In anticipation of anxieties caused by the shooting death of 18-year-old Michael Brown and subsequent protests, Great Circle will help the district double its counseling staff as students start their first day of school on Monday. The district, which had one counselor for each of its 24 schools, is adding another 25 from Great Circle, USA Today reported.

Classes were supposed to start Aug. 14, but were postponed out of fear of violence. Since then, the community has pulled together. A small army of teachers has been tutoring some students in a makeshift school at a local library, and a handful of elementary schools have been providing free lunches to students who need them, according to the New York Times.

On Monday, about a dozen students walked through the doors of the Ferguson Municipal Public Library, where a small group of teachers volunteered to help them keep up with their studies. That number grew to more than 160 students on Thursday, according to news reports.

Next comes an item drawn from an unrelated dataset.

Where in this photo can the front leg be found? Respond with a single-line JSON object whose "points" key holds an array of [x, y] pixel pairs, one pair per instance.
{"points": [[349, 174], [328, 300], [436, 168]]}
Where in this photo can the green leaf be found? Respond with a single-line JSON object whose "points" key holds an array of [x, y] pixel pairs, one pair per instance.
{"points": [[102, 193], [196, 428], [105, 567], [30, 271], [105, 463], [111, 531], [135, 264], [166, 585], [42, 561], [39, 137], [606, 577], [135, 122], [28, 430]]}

“We’ve essentially taken over the library,” acting principal Antona Smith told NBC News. The volunteers have been teaching math, writing and literature. “They’re having full academics and teachers are coming with full curricula ready to teach.”

The free tutoring will continue on Friday, KMOV-TV reported. So will the free lunches.

Smith said the library has been a safe space this week for children in Ferguson.

“We don’t talk about it, when they’re in here this is safe quiet space,” she told NBC News. She said volunteers will pull children aside when they get upset but most seem to enjoy being in the makeshift classroom. “It is wonderful. I’m looking at smiles and laughter, that’s what’s going on.”

But, at some point, the subject will come up.

“They’re surrounded by what’s going on out here. Some of them have had the tear gas fumes in their homes. So we’re trying to make this just a welcoming safe space,” one teacher told KMOV.